CARLITOS, CAPITULO 1

Es curioso pero me parece que mi historia bien podría ser la de cualquiera sin importar en donde y cuando haya nacido, ¡Pero esta es la mía!

Todo comienza con mis recuerdos, desde luego voy a tener que omitir todos aquellos pasajes que por propia conveniencia no llegan a mí.

Me veo jugando en ciudad Netzahualcóyotl con bistecs de lodo, éstos se formaban al secarse el lodo después de la lluvia, los ocupaba para lanzarlos como platillos voladores, o bien, simplemente caminaba  arriba de ellos para quebrarlos como se quiebran las hojas secas que en otoño, en donde existen árboles; los niños quiebran al caminar.

Jugaba también con canicas de piedra que compraba si no mal recuerdo a 3 x 5 centavos, mientras comía alguna rebanada de jícama con chile y limón que me habría costado 10 centavos, esto en el patio de mi casa que no contaba propiamente con una barda, tal vez unas piedras y palos que sirvieran  para delimitar nuestra propiedad, a la que no llegamos como paracaidistas, mis padres adquirieron una deuda de $5,000.00 allá por aquellos años de los  mediados de los 50’s.

Nuestra habitación en la que mágicamente cabían la cocina, la sala, la recamara de mis papás y la de los niños, el taller en el que mi papá con la ayuda de mi mamá hacia hasta cinco pantalones a la medida que una familia judía con negocios en aquellas viejas calles de San Juan de Letrán le confiaba; era de adobe con techo de láminas de cartón  y puerta de madera que atrancábamos  con un palo recargado contra el piso y una aldaba para mayor seguridad.
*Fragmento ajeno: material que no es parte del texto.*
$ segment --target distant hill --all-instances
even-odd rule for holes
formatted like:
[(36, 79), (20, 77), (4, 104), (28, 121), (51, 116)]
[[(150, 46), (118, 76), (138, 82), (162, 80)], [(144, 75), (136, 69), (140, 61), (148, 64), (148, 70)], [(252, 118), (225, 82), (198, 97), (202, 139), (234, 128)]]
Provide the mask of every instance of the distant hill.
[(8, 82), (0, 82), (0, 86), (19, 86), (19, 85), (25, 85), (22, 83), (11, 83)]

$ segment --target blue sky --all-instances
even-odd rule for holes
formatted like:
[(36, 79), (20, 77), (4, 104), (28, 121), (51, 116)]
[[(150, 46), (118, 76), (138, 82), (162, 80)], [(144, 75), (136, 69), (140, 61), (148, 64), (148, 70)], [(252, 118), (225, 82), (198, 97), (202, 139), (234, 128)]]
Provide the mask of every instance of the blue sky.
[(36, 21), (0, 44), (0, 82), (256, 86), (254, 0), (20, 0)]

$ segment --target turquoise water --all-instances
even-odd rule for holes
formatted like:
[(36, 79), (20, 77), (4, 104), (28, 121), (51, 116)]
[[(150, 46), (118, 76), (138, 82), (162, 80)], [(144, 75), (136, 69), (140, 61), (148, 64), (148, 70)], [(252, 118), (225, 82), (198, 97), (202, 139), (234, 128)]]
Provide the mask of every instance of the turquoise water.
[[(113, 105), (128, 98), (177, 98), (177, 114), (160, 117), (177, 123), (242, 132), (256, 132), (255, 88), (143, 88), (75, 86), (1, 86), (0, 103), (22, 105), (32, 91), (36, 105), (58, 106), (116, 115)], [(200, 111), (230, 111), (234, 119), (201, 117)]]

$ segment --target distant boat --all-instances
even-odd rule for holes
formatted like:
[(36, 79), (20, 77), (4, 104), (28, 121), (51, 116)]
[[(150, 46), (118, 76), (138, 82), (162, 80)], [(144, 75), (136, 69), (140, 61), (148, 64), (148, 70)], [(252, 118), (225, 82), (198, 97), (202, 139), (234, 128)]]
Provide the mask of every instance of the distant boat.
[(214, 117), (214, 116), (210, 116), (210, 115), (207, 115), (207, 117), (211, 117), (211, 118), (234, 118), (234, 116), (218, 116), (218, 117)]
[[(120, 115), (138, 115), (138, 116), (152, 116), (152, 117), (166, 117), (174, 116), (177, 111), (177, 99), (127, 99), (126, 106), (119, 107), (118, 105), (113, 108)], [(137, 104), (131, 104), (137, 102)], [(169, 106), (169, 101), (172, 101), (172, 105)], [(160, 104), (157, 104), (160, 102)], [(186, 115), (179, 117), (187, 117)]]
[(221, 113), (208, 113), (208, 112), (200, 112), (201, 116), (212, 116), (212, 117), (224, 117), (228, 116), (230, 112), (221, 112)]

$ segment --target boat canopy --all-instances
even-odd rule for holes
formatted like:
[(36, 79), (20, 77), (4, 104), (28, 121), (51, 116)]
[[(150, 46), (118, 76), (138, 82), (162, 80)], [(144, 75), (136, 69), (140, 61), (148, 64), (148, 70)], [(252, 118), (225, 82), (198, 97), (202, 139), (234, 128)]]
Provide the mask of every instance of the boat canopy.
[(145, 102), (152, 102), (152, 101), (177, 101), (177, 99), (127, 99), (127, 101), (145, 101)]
Como un relámpago acude a mi memoria el quinqué de petróleo con el que nos alumbrábamos noche tras noche, generalmente humeado aunque de vez en vez tan translucido que parecía que se había de quebrar si se agarraba sin cuidado.

La maquina marca “Singer”, sin motor desde luego, en la que de manera perfecta e increíblemente rápida mi padre trabajó toda su vida.

La plancha de carbón (debe haber sido de hierro supongo pero con ese nombre la identificábamos), que se calentaba en la estufa de petróleo( me refiero a que el combustible era petróleo precisamente),  y utilizando un burrito (es un artefacto de madera de forma apropiad para planchar ropa)  forrado con manta de la que normalmente se utilizaría para las bolsas de los pantalones y posiblemente algún buen trozo de casimir de  lana pura para que fuera más resistente, servía perfectamente para darle  el terminado al trabajo.

Y en fin, poco a poco iré describiendo  más detalles, por lo pronto me quiero enfocar en mis juegos. Como todos los niños de mi colonia yo era dueño de la ciudad entera, grandes llanos y charcos que parecían lagunas, zanjas que saltábamos a veces sin éxito para caer en medio de los ajolotes cuando íbamos corriendo tratando de alcanzar a las mariposas con, ya sea un ramo de yerbas con o sin espinas o, con el suéter de la escuela, casi siempre medio rotito de los codos o de las mangas.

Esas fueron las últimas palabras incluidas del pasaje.